Yesterday Harry Reid announced that the Senate will vote on the Employment NonDiscrimination Act (ENDA), described as a bill to expand the workplace rights, before Congress breaks for Thanksgiving.
Reid said the Senate will consider a version of the bill which would "work against discrimination on gender identity." That is, the version will be trans-inclusive. Currently 29 states have no laws protecting workers from discrimination based on sexual orientation, while 33 states have no employment protections based on gender identity.
Reid and the Democrats know that the bill stands little chance in the House, but denial by the House would provide the party with "another opportunity to paint the GOP as out of step with most Americans." Polls have shown that upwards of 70% of Americans favor equal protections against employment discrimination on the basis of sexual orientation and gender identity.
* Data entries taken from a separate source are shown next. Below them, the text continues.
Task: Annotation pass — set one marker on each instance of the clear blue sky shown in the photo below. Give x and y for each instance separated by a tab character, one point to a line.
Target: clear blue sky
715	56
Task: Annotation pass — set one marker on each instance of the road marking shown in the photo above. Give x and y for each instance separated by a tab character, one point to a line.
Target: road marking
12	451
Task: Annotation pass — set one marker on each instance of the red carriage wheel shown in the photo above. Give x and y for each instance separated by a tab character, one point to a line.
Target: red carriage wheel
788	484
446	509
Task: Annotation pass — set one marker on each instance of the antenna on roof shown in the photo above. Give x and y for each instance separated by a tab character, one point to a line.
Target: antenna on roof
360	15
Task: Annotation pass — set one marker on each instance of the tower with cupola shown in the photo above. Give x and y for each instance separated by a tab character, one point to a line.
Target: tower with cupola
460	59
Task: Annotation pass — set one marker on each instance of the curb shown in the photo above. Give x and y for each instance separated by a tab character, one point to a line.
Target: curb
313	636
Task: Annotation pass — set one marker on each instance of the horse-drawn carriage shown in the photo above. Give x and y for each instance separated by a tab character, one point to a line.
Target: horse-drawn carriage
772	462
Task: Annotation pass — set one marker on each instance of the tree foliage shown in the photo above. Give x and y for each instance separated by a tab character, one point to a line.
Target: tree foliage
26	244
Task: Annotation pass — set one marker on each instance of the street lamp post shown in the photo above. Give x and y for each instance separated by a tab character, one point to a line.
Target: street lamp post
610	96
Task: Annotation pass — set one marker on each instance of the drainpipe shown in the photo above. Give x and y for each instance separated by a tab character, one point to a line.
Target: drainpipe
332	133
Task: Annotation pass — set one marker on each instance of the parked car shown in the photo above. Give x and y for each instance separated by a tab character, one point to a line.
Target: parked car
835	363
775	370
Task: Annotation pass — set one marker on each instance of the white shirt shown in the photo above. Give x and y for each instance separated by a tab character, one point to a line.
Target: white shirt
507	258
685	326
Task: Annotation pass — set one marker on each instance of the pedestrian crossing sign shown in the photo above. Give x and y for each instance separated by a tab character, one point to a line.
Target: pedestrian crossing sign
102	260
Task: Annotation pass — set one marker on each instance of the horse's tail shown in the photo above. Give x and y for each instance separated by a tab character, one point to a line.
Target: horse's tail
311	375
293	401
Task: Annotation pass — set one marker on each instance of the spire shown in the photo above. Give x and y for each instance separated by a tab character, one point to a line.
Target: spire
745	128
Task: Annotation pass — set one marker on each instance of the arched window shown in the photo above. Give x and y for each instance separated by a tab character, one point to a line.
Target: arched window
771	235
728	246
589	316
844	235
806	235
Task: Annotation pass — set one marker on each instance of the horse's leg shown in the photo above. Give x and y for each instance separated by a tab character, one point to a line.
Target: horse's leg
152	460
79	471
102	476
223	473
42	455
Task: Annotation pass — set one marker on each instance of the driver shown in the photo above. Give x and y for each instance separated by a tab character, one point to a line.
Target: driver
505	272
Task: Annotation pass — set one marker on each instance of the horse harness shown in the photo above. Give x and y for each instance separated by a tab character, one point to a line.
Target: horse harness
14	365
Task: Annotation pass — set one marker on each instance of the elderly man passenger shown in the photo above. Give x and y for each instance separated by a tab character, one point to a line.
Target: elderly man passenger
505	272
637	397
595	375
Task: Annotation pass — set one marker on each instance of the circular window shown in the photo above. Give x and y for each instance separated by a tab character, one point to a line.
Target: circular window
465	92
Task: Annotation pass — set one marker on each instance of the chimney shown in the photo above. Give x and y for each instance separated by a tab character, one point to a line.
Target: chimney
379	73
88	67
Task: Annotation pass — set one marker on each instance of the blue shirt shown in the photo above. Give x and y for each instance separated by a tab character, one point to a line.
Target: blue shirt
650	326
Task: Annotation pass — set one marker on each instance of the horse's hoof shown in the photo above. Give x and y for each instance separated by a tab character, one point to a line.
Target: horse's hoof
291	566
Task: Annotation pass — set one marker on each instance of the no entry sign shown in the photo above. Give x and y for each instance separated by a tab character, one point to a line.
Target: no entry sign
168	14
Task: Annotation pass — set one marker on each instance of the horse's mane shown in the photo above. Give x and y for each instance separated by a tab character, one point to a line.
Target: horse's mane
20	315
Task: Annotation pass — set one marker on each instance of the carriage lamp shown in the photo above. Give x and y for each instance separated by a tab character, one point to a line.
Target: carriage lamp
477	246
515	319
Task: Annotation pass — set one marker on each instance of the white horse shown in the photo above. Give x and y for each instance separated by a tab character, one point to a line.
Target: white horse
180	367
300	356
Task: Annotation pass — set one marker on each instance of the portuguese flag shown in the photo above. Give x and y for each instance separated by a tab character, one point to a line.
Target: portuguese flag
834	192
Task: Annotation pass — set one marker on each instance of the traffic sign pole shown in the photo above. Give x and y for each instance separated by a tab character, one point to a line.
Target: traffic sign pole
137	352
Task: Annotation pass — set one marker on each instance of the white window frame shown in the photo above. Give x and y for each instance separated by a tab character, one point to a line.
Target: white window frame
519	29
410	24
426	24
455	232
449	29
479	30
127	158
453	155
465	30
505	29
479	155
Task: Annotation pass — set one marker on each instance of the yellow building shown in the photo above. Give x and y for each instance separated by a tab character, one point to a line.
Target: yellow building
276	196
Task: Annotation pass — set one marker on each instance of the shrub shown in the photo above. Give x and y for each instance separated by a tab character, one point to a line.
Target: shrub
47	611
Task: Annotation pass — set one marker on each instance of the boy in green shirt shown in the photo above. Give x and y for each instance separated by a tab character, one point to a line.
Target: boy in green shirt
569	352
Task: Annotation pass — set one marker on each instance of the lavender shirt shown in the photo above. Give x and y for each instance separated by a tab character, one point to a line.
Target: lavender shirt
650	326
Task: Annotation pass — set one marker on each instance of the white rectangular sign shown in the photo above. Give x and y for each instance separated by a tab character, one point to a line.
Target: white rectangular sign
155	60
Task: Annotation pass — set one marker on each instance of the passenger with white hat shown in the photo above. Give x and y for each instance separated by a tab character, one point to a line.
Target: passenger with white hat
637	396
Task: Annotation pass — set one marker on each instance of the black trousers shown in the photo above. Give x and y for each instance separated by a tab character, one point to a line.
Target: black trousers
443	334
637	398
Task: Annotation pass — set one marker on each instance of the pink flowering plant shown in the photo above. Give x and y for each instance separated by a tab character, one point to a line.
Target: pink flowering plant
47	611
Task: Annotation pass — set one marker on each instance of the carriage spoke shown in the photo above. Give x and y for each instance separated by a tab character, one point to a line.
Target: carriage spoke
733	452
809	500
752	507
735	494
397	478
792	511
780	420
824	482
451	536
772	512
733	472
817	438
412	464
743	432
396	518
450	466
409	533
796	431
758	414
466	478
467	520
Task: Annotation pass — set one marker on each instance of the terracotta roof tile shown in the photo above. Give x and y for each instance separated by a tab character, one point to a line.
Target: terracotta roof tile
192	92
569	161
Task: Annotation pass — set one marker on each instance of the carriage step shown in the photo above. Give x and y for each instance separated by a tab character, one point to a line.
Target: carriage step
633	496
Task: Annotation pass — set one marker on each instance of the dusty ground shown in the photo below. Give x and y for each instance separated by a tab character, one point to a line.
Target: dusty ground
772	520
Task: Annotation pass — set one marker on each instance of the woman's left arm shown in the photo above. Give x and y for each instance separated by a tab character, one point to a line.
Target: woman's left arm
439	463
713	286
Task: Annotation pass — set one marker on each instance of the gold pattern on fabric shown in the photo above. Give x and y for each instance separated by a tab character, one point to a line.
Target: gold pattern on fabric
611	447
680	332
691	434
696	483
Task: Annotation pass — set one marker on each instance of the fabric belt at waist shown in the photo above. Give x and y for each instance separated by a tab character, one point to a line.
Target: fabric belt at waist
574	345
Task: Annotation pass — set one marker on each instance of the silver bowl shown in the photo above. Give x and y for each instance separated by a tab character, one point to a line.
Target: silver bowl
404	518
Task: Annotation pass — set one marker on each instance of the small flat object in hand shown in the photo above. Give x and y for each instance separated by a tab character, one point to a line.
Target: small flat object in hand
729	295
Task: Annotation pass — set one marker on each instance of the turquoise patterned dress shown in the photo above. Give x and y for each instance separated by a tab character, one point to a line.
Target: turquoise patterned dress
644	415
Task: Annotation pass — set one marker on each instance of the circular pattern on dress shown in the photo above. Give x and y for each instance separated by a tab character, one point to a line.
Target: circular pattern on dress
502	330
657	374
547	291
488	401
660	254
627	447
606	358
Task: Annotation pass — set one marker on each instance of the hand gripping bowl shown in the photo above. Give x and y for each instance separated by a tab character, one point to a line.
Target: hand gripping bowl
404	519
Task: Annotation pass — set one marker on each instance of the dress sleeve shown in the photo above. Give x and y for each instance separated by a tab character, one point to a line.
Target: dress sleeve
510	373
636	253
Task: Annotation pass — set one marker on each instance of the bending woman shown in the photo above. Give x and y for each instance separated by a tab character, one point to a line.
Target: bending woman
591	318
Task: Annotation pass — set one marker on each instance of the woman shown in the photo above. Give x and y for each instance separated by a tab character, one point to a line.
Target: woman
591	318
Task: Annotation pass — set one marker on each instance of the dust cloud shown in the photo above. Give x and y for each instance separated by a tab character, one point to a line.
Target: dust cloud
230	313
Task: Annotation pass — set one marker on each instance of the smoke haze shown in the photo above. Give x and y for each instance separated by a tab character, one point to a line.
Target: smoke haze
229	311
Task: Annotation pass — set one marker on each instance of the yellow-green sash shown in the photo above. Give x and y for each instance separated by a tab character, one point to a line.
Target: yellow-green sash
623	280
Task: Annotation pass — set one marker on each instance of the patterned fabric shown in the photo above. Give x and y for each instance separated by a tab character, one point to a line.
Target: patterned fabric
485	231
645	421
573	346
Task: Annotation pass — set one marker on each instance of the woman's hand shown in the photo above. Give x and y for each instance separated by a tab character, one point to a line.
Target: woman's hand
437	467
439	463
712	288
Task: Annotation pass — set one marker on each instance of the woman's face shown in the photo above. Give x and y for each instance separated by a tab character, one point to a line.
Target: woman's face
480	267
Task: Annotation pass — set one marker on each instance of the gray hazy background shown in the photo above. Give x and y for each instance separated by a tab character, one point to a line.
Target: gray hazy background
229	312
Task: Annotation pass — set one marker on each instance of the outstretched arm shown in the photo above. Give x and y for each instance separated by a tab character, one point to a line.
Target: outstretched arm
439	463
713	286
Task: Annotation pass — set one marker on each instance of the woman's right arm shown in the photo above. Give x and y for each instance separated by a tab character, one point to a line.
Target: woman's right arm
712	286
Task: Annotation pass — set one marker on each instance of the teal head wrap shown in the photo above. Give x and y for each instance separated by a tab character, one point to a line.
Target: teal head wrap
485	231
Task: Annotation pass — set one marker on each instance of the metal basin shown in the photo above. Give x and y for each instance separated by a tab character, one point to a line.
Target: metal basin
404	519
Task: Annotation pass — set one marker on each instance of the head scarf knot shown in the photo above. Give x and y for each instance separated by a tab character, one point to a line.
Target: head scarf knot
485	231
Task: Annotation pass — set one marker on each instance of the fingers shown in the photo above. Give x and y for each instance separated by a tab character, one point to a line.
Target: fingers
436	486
Indeed the Human Rights Campaign points to a recent poll of 2000 registered voters conducted by conservative pollstersTargetPoint which revealed that 80% of respondents believe that federal law already forbids employers from firing, refusing to hire or refusing to promote someone because they are LGBT. Sixty percent said they believed that anti-LGBT discrimination was a problem, including 54% of Republicans. Sixty-eight percent of respondents favored passage of ENDA, while 21% were opposed (with 15% who "strongly oppose" the bill). Republicans favor passage 56% to 32%.
Americans for Workplace Opportunity also released a recent study, which found that 9 out of 10 Americans had the mistaken belief that federal law already protects LGBT people from workplace discrimination, in the face of studies that have shown that 43% of LGBT people have experienced such discrimination, including 90% of transgender employees. AWO found that 85% of Democrats support workplace protections along with 78% of Independents and 70% of Republicans. Support among Observant Christians was 77% and in the Deep South was 72%. Even Seniors favor protections at a rate of 69%.
We tried, it failed in the House of Representatives before, but we're going to take it up here again.The legislation nearly passed in 1996, but has not been voted on in the Senate since. It passed the Senate's Health, Education, Labor and Pensions Committee in July with votes in favor including Republicans Orrin Hatch of Utah, Lisa Murkowski of Alaska, and Mark Kirk of Illinois.
The bill (S. 815 and H.R. 1755), as written, explicitly prohibits preferential treatment and quotas and does not permit disparate impact suits, while exempting small businesses, religious organizations, and the military.